Ekphrasis – description of a work of visual art used as a literary device.
I’m in trouble. The gods I consulted
have answered my dreams,
not my prayers.
Arriving after dark, they deliberately ignored
pleas for my daughter’s reprieve
and an easy demise for myself,
and entered instead my nightmare
of forever wading through mud,
the light of the lachan
out of reach, amen amen amen.
Until I remember the sky
is simply there.
Mary J Oliver
This poem was written in response to a painting by Imogen Rigden. Mary J Oliver is an artist, poet and writer. Her first book ‘Jim Neat: The Case of a Young Man Down on His Luck’ was published by Seren in 2019
THE MOON AND THE ICE HILL
You’re always there, blank faced, cooling down the colours of the world. Still shaping dreams where, like Selene, I’d give you fifty daughters.
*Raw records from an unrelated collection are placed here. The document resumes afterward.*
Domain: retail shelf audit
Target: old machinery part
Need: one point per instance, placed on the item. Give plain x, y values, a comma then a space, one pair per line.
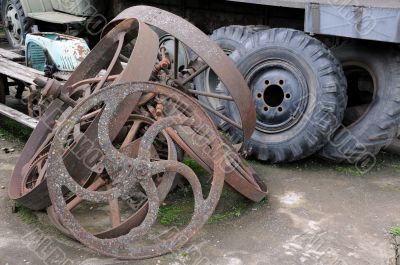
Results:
127, 173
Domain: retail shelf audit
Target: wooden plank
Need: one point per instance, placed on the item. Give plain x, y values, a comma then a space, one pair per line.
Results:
7, 54
19, 72
18, 116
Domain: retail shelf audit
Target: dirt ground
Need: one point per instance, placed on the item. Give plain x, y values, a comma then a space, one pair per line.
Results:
316, 213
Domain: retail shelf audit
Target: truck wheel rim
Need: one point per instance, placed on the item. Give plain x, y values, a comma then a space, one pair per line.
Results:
280, 94
211, 84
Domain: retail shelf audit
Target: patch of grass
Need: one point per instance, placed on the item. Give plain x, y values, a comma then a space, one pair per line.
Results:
199, 170
26, 215
349, 170
395, 230
13, 131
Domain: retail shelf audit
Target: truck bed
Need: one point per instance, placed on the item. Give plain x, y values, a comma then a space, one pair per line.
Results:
303, 3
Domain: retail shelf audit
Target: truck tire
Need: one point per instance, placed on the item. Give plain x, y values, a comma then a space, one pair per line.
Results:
372, 125
299, 91
16, 24
230, 39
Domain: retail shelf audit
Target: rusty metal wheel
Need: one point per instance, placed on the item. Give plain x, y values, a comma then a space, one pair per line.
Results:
136, 204
127, 173
88, 78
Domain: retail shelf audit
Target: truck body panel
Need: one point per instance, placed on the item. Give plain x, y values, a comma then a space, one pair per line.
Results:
303, 3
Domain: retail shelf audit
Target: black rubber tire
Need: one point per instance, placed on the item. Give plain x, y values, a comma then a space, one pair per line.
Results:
26, 22
362, 140
325, 98
230, 39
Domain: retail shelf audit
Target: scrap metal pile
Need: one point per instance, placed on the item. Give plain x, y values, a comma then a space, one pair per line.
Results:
112, 137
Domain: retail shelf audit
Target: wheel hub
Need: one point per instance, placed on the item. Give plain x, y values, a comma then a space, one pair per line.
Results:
13, 23
280, 94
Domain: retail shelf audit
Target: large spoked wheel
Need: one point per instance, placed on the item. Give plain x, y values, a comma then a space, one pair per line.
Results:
127, 174
16, 23
298, 91
230, 39
371, 120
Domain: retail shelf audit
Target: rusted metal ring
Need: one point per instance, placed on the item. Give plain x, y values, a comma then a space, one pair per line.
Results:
205, 48
125, 246
37, 199
137, 218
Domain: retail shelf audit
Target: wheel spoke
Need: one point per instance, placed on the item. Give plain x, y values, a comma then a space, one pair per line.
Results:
115, 212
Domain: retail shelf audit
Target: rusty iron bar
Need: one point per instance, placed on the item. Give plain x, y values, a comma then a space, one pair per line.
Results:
87, 71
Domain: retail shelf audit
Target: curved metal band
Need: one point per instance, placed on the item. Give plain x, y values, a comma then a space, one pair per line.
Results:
210, 52
139, 68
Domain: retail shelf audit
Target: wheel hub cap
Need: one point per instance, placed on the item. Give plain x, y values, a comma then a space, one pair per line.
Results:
13, 24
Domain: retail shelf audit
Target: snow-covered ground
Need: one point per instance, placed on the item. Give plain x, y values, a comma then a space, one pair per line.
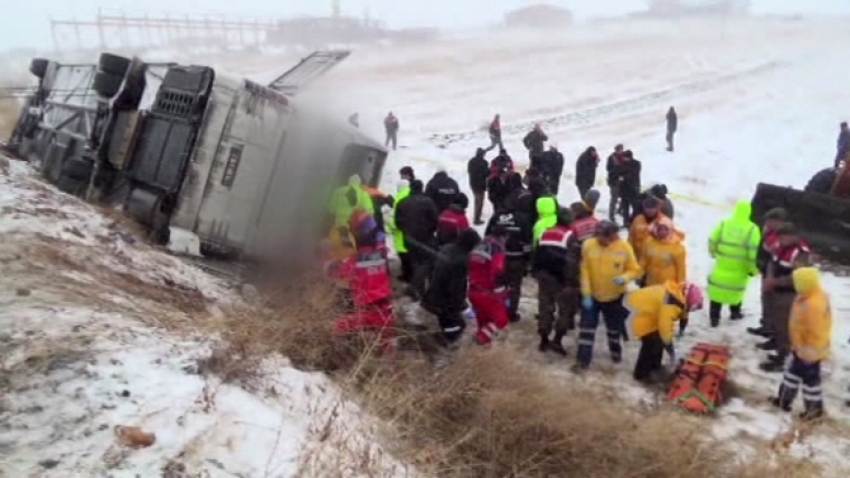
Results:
758, 100
85, 346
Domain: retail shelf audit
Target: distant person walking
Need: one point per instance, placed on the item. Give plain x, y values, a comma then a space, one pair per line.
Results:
843, 143
495, 133
391, 127
672, 125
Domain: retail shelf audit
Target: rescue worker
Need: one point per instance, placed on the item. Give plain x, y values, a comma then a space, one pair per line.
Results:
495, 131
790, 253
769, 240
477, 169
552, 167
391, 128
653, 313
556, 268
417, 218
585, 223
369, 285
733, 245
811, 327
658, 191
447, 287
639, 228
614, 167
534, 140
672, 126
547, 216
629, 185
608, 264
664, 255
517, 225
488, 285
402, 192
453, 220
442, 189
345, 199
586, 165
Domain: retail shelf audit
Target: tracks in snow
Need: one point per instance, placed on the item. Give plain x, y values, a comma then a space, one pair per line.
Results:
596, 113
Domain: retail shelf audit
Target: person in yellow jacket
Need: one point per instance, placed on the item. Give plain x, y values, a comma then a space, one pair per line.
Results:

I’ve moved through denial, skulked under that lilac blanket – the final tinge of sunlight – and pretended that it was my choice to move out, move on.
And anger. A surge of turquoise blue, like the flames of my grandmother’s gas ring. Less treacherous, of course, than the unlit fumes; the ‘nothing-to-show-here’ which saturated her blood when the bleeding stopped. She survived and later, when she talked about it, said it was the change that sent her mad. She’d had her babies though, so what the fuck!?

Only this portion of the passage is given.